Çoklu evrenler ayran (gazoz) köpüğü gibi baloncuk hâlinde birbirinden yalıtılmışlardır. Bu evrenler zemindeki mayadan, baloncuklar hâlinde durmadan doğar. Bu maya, hiçlik değildir, var olan karışık-karmaşık bir olgudur.[2] Hiçlik kavramını daha önceden kimse görmedi, şu an, hiçlik budur, diyebileceğimiz hiçbir şey yoktur, belki de hiçlik insanların uydurduğu soyut bir kavramdır.[3]

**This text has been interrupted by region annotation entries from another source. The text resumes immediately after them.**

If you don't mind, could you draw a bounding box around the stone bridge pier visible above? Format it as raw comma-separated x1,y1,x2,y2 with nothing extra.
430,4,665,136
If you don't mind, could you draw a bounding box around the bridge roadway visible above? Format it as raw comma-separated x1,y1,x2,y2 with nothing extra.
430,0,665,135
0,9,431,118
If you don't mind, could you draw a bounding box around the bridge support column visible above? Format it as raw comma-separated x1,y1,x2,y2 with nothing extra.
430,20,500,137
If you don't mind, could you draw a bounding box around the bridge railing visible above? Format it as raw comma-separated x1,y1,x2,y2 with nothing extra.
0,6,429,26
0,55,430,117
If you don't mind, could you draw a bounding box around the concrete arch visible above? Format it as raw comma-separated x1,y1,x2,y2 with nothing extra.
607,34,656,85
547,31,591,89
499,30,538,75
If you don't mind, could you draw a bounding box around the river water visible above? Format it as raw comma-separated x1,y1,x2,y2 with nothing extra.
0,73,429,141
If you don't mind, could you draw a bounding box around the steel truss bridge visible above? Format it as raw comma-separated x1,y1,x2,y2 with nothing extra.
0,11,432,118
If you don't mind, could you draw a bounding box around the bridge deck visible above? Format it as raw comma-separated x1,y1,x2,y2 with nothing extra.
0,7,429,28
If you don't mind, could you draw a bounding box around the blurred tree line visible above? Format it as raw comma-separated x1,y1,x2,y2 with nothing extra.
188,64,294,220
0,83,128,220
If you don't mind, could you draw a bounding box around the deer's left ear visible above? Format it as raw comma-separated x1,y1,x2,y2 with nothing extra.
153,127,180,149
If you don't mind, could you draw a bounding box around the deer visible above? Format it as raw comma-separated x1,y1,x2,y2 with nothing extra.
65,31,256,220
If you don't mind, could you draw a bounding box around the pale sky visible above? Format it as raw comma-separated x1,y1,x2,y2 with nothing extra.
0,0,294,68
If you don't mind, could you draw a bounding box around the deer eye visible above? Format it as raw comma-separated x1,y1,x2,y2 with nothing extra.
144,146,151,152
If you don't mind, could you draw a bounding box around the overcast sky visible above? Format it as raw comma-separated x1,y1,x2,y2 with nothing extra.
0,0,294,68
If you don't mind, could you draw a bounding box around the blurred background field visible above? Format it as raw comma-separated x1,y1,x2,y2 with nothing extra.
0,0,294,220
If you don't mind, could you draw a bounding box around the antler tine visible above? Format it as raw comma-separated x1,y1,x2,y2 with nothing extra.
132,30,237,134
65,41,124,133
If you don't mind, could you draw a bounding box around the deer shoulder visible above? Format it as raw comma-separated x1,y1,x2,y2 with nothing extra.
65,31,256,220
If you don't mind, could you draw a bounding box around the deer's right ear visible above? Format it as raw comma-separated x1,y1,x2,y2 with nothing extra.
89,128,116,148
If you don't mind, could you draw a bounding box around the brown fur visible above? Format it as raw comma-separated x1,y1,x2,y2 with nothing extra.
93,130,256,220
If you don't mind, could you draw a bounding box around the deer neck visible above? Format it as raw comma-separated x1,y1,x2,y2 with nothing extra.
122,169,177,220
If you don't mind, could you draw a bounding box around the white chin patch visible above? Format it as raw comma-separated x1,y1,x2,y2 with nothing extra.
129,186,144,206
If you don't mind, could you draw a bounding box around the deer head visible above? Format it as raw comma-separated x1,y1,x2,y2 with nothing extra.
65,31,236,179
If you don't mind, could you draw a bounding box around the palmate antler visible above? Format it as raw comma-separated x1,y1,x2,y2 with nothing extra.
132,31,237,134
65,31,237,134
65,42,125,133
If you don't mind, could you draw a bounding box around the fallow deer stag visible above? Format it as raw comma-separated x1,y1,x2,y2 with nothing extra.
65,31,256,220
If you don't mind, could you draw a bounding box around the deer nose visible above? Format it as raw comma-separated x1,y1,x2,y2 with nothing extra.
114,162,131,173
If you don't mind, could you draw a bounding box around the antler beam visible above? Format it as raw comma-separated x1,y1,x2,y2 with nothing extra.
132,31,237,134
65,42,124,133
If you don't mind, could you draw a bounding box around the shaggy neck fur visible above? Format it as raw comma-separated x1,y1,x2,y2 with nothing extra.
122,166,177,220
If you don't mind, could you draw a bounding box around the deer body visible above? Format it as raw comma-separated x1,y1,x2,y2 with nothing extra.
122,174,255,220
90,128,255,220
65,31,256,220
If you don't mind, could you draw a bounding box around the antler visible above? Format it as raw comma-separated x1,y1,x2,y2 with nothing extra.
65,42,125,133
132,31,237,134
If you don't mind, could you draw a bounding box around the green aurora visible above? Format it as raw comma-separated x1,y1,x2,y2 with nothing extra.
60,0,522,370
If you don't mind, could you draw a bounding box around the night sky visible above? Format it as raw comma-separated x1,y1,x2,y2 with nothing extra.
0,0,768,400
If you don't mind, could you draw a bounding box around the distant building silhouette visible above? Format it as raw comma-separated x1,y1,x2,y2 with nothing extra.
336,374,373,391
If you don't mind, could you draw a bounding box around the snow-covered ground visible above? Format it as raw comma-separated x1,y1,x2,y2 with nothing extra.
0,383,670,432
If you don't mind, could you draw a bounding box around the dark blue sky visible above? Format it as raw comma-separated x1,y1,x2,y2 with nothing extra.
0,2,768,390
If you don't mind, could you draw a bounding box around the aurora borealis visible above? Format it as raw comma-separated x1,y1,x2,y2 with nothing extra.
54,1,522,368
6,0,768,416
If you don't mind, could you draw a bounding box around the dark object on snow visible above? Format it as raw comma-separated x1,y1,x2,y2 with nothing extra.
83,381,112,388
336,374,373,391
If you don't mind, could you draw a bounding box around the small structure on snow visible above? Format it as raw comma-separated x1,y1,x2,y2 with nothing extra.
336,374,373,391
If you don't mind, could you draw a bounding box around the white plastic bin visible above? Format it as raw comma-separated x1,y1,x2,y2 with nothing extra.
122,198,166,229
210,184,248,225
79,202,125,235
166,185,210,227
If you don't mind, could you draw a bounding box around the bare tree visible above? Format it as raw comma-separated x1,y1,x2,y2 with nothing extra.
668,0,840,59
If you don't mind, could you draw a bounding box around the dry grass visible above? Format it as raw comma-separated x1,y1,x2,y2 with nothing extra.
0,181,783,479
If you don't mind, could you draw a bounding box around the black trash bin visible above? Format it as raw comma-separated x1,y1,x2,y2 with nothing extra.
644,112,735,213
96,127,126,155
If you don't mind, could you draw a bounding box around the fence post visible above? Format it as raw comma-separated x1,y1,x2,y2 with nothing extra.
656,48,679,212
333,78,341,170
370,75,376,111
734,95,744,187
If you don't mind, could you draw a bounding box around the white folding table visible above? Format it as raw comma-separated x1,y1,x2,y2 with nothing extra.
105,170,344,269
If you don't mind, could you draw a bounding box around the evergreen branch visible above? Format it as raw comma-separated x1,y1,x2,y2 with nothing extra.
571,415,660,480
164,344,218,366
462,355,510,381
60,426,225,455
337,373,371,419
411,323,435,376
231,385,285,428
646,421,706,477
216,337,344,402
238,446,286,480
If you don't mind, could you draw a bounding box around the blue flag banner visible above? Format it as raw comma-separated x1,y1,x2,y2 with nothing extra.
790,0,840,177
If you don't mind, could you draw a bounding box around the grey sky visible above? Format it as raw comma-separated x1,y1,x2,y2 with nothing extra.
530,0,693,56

Çoklu evrenlerde fizik kanunları, değerlerde farklı sayılar alabilir. Örneğin, zaman ve mekân gibi onlardan farklı boyutlar ya da kuvvetlerin değerlerinin değişmesi gibi. Bu farklılıklar -rastgelelikler- evrenlerin baloncuk hâlinde doğuşu sırasındaki kuantum dalgalanmalarından oluşur. Buna bağlı olarak bu evrenlerde bizim gibi zeki canlıların olduğu evrenlerin sayısı oldukça azdır. Bu sonsuz olasılıklar zincirinde hiçbir evrende özel olarak ayarlanmış bir “ince ayar” (hassas bir ayar) olduğu söylenemez.[2] Hiçbir evren tasarlanarak oluşturulamaz.[4] Olasılıklar kuantum sayesinde oluşur. Bu olasılıklar, her bir evren, “her saniye, hepsi de aynı derecede gerçek 10 üssü 100” (10100) kadar kopyaya ayrılır. Kuantum kuramı, bu evrenlerin etkileştiğini söyler. Ama bunların “gerçeklikleri deneysel olarak gözlenemez”.[2] Bir zar alalım ve atalım, diyelim ki 2 geldi, peki ama diğer olasılıklar 1, 3, 4, 5 ve 6 nereye gitti, işte onlar da paralel evrenlerde oluştu.[5]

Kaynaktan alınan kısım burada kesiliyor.